Is there an entropy proof for bounding a weighted sum of binomial coefficients? Given a probability $p \in (0,1)$ and parameter $\alpha \in (0,1)$, is there an entropy-based proof which yields a good upper bound for the sum
$$\sum_{\ell = 0}^{\alpha n} \binom{n}{\ell}p^\ell(1-p)^{n-\ell}$$
when $n$ is large?
When $p = 1/2$, there is very simple proof (for example, see section 3.1 of this paper) which upper bounds the above quantity by
$$2^{(H(\alpha) - 1)n}$$
when $H(\cdot)$ denotes the binary entropy function.
Is there a proof using similar techniques which gives a bound for the more general sum above (which can be interpreted as the CDF of a binomial distribution with parameter $p$)?
I'd also be interested in other proofs for bounds on the above sum. The appropriate bound has already noted in this answer, but doesn't sketch out a proof establishing this result.
 A: Yes, if $\alpha<p$ (if $\alpha>p$, the sum is almost 1). To see this, write
$$
\sum_{\ell = 0}^{\alpha n} \binom{n}{\ell}p^\ell(1-p)^{n-\ell}\leqslant t^{-\alpha n}(pt+(1-p))^n
$$
for every $t\in (0,1]$. Choose a positive $t=t_0$ for which RHS is minimal possible, taking the logarithmic derivative equal to 0 we get $-\alpha/t_0+p/(pt_0+1-p)=0$, $-\alpha p t_0-\alpha(1-p)+pt_0=0$, $pt_0(1-\alpha)=\alpha(1-p)$, $t_0=\frac{\alpha(1-p)}{p(1-\alpha)}$. We see that if $\alpha\leqslant p$, this $t_0$ is indeed in $(0,1]$, thus we get the upper bound $\theta^n$, where
$$
\theta=\frac{p^\alpha(1-p)^{1-\alpha}}{\alpha^\alpha (1-\alpha)^{1-\alpha}}.
$$
A: As you said, the sum is $\Pr[X \leq \alpha n]$ where $X$ is drawn from a Binomial distribution with $n$ trials having $p$ probability of success. Bounds on this sum (for $\alpha < p$) are called "tail bounds", "concentration inequalities", etc. These bounds are proven for many settings, especially sums of independent random variables, of which Binomials are the nicest special case.
A typical proof approach, which some of us call the Chernoff method, looks like this: if $X = \sum_{i=1}^n Y_i$ where each $Y_i$ is an i.i.d. Bernoulli$(p)$, then
\begin{align}
  \Pr[X \leq k] &= \Pr[e^X \leq e^k]  \\
                &\leq e^{-k} \mathbb{E} e^X  & \text{Markov's inequality}  \\
                &= e^{-k} \prod_{i=1}^n \mathbb{E} e^{Y_i}  & \text{Indpendence}  \\
                &= e^{-k} \left(pe + (1-p)\right)^n  \\
                &\dots
\end{align}
etc. I omitted a detail -- we scale both $X$ and $k$ by some factor $\lambda$, which we choose later -- and stopped the analysis early, but that's how many proofs start.
Starting points:

*

*https://en.wikipedia.org/wiki/Binomial_distribution#Tail_bounds

*https://en.wikipedia.org/wiki/Hoeffding%27s_inequality

*https://en.wikipedia.org/wiki/Chernoff_bound

*https://en.wikipedia.org/wiki/Concentration_inequality

*Concentration Inequalities: A Nonasymptotic Theory of Independence by Stephane Boucheron, Gabor Lugosi, Pascal Massart.
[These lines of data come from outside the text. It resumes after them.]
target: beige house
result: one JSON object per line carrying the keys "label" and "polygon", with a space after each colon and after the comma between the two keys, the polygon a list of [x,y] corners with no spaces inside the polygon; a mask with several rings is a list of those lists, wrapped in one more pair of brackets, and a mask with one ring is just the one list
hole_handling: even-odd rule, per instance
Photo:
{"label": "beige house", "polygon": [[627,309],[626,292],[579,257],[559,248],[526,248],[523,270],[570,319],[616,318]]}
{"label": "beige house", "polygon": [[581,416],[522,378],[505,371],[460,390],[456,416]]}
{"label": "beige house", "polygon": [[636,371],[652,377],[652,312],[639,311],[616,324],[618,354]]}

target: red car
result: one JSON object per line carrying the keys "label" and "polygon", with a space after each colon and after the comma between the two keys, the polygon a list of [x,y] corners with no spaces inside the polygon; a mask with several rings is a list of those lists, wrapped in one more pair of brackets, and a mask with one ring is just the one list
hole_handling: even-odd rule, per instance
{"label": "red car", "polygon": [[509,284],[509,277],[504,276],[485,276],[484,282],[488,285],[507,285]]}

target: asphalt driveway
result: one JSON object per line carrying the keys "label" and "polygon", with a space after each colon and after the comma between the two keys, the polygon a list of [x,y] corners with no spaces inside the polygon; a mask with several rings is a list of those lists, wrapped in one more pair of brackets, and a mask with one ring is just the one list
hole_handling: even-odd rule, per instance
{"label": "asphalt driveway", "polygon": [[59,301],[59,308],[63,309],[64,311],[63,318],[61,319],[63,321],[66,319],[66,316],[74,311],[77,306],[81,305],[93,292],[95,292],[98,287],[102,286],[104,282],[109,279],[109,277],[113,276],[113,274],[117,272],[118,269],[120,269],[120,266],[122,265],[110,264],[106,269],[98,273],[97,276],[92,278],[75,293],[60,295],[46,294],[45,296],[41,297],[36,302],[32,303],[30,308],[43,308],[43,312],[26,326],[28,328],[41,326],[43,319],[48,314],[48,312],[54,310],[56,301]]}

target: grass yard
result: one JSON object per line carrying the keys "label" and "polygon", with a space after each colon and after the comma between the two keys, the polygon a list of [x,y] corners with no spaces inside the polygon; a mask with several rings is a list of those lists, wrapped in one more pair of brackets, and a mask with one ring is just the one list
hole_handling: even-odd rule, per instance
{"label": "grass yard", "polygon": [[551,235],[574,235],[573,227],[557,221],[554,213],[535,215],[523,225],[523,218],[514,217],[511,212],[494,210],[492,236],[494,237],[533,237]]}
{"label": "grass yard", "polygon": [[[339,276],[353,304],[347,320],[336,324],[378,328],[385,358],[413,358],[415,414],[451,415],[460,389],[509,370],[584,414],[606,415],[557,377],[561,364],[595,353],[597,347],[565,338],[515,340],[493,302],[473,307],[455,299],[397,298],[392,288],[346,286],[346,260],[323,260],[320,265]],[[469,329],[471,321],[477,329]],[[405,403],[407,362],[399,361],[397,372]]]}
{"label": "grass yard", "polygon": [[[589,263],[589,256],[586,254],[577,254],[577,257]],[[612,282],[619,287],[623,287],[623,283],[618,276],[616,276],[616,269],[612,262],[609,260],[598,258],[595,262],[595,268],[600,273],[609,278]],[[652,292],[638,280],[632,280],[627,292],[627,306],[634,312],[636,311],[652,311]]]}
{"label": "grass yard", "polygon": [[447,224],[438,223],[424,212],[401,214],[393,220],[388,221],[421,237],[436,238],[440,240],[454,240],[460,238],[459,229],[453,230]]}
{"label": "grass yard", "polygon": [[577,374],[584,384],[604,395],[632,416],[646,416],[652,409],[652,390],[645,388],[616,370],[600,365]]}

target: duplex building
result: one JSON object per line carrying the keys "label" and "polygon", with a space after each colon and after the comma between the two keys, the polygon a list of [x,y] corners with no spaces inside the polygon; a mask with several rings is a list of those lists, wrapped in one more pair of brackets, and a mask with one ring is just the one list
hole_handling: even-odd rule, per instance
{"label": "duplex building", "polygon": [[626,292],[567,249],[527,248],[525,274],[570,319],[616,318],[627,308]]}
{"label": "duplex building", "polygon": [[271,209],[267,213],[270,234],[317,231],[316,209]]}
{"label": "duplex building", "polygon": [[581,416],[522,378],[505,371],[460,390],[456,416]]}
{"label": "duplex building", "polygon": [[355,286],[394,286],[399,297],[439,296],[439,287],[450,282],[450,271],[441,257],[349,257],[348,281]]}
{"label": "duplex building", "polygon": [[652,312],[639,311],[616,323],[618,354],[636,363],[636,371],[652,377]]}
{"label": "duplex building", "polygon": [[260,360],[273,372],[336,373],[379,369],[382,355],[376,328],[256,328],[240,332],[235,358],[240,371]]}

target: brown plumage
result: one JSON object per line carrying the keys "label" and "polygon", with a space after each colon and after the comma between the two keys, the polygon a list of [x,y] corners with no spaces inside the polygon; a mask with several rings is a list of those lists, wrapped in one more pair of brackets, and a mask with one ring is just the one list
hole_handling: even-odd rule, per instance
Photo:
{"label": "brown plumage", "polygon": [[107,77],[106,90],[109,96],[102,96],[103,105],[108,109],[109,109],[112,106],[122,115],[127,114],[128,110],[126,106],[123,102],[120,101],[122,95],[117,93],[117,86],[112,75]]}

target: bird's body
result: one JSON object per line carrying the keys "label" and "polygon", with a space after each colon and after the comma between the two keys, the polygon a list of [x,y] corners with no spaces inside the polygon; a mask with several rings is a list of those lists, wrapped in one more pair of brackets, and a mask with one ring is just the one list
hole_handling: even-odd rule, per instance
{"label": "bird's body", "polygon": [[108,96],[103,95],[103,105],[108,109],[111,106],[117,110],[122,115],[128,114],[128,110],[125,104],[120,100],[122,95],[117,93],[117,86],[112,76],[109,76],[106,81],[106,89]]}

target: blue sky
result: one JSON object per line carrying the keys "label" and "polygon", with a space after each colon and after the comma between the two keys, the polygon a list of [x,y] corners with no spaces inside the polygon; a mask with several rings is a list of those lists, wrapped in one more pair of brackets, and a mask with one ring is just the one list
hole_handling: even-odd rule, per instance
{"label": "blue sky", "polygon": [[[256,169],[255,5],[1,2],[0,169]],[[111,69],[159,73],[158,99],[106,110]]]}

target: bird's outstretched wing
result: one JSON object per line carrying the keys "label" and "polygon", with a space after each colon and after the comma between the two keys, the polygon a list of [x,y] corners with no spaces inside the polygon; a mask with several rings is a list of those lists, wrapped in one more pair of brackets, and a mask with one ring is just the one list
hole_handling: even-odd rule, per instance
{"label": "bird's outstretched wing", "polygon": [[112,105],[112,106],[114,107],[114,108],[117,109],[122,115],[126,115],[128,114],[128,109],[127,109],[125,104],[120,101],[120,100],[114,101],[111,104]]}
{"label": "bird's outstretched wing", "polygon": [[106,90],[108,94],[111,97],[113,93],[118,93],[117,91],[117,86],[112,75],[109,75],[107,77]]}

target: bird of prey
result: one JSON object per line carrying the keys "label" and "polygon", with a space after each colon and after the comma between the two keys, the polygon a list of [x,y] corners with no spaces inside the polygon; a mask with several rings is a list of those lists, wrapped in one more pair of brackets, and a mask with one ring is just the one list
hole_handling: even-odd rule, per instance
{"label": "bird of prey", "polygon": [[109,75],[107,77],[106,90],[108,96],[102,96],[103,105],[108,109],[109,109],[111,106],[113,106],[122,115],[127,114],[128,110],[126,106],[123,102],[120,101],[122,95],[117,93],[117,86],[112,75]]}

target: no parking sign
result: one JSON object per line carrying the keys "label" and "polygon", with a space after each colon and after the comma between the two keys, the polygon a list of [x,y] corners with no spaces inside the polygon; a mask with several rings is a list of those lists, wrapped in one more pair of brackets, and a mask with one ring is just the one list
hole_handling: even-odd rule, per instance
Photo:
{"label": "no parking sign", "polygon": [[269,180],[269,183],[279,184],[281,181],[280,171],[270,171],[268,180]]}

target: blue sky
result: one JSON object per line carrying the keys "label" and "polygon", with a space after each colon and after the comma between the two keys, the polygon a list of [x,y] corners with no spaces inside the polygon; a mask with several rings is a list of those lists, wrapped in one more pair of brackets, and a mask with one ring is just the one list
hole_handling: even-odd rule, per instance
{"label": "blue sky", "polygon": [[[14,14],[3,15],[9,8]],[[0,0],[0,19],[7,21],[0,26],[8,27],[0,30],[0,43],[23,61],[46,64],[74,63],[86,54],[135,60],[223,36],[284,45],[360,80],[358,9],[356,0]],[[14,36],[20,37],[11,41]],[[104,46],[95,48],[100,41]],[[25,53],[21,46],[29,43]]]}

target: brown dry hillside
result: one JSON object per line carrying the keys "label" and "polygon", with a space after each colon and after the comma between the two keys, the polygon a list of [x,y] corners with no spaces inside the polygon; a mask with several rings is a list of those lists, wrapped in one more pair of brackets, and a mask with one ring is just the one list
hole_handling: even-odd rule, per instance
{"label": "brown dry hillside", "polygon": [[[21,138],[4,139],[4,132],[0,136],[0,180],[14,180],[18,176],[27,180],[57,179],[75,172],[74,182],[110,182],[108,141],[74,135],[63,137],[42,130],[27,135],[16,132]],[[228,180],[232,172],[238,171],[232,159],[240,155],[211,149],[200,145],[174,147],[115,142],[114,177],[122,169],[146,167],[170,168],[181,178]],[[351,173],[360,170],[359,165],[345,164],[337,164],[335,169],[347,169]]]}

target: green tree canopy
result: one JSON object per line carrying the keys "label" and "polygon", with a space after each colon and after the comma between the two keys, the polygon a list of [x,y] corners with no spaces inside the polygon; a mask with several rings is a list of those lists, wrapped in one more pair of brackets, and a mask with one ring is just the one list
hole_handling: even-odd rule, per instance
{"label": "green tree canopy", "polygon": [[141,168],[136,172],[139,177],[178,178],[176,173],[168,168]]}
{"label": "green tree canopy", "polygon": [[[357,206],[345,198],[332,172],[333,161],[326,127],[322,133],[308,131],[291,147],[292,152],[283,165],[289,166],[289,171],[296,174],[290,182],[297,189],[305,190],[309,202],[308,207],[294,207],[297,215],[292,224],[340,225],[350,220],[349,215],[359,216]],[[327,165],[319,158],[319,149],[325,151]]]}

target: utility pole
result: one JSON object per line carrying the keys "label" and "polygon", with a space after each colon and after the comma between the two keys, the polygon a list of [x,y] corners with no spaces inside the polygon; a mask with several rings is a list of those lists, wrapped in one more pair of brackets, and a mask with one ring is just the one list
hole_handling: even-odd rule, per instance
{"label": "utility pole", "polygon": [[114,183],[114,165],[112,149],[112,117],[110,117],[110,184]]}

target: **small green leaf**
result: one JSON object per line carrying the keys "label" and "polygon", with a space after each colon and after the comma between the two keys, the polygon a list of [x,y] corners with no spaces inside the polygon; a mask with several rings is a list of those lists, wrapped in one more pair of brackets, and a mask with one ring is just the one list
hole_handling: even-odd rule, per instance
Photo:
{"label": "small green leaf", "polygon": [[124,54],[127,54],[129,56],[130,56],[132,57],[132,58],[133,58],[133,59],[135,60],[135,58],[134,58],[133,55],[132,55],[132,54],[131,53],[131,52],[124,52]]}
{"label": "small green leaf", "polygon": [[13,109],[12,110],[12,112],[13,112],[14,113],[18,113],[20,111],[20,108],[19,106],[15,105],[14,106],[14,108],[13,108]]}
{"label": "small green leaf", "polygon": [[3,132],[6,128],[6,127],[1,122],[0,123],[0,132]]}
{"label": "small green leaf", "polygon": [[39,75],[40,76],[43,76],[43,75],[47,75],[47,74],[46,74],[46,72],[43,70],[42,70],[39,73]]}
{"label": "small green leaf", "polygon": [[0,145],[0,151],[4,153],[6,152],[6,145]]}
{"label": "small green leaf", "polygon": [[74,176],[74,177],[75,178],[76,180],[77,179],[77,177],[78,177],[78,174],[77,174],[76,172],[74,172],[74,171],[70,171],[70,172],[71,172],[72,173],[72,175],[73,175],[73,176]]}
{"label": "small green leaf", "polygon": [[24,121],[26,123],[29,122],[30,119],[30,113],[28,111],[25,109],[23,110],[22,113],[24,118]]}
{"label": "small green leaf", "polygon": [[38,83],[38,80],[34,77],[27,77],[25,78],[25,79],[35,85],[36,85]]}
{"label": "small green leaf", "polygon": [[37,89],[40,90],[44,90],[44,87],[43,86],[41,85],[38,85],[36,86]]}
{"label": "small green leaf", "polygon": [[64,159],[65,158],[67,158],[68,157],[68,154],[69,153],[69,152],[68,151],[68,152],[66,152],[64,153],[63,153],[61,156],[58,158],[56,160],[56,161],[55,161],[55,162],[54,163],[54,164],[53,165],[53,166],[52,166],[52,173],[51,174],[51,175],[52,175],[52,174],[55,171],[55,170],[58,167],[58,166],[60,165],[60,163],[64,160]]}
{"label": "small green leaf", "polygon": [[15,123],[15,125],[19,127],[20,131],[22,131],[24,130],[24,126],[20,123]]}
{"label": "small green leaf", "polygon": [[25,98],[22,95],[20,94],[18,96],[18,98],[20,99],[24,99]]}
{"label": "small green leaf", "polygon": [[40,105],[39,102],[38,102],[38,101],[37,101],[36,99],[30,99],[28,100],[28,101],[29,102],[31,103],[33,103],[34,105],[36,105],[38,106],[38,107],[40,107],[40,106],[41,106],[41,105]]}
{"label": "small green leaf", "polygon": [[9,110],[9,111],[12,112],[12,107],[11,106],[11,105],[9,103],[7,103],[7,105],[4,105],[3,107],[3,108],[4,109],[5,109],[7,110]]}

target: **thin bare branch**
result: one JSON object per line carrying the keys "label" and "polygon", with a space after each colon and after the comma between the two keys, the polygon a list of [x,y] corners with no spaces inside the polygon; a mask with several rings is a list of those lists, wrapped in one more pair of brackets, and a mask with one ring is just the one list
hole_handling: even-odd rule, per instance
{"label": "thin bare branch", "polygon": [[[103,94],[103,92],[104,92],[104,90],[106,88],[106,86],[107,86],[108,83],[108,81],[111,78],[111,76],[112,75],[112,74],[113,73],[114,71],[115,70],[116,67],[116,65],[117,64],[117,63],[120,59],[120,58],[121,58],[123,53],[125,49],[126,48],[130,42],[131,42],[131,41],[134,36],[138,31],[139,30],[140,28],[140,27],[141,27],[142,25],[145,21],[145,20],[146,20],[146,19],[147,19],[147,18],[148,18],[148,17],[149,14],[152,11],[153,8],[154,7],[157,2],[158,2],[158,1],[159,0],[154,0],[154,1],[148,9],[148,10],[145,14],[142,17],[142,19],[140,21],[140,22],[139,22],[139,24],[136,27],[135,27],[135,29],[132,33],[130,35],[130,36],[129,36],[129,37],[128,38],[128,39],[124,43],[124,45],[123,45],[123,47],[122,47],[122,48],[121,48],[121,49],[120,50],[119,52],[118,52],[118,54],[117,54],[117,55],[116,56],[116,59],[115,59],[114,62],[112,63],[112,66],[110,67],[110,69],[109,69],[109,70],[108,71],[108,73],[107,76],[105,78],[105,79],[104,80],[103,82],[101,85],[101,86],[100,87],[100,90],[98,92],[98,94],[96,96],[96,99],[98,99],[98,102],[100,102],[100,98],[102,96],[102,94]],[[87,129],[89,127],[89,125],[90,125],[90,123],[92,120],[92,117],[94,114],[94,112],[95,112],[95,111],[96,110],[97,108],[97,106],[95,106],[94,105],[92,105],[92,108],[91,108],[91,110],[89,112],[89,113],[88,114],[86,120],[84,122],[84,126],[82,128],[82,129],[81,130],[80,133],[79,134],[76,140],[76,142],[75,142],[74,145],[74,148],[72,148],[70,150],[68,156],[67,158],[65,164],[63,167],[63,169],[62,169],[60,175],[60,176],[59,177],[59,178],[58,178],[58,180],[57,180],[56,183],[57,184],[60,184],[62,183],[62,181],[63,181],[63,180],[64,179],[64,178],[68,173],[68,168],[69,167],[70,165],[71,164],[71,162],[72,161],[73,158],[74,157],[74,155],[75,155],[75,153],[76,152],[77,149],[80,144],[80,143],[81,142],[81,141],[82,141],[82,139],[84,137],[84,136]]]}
A: By the Chernoff–Hoeffding theorem, the sum in question is
$\le\exp(-nD(a||p))$
for $a\le p$, where $a:=\alpha$ and
$$D(a||p):=a\ln\frac ap+(1-a)\ln\frac{1-a}{1-p},$$
the Kullback–Leibler divergence between the distributions of Bernoulli random variables with parameters $a$ and $p$. In particular, this gives your bound for $p=1/2$.
On the other hand, if $a>p$ then, by the the law of large numbers, the sum in question converges to $1$ as $n\to\infty$. This convergence is actually exponentially fast -- because, if $a>p$, then $1-(\text{your sum})$ is $\le\exp(-nD(a||p))$ and $D(a||p)>0$.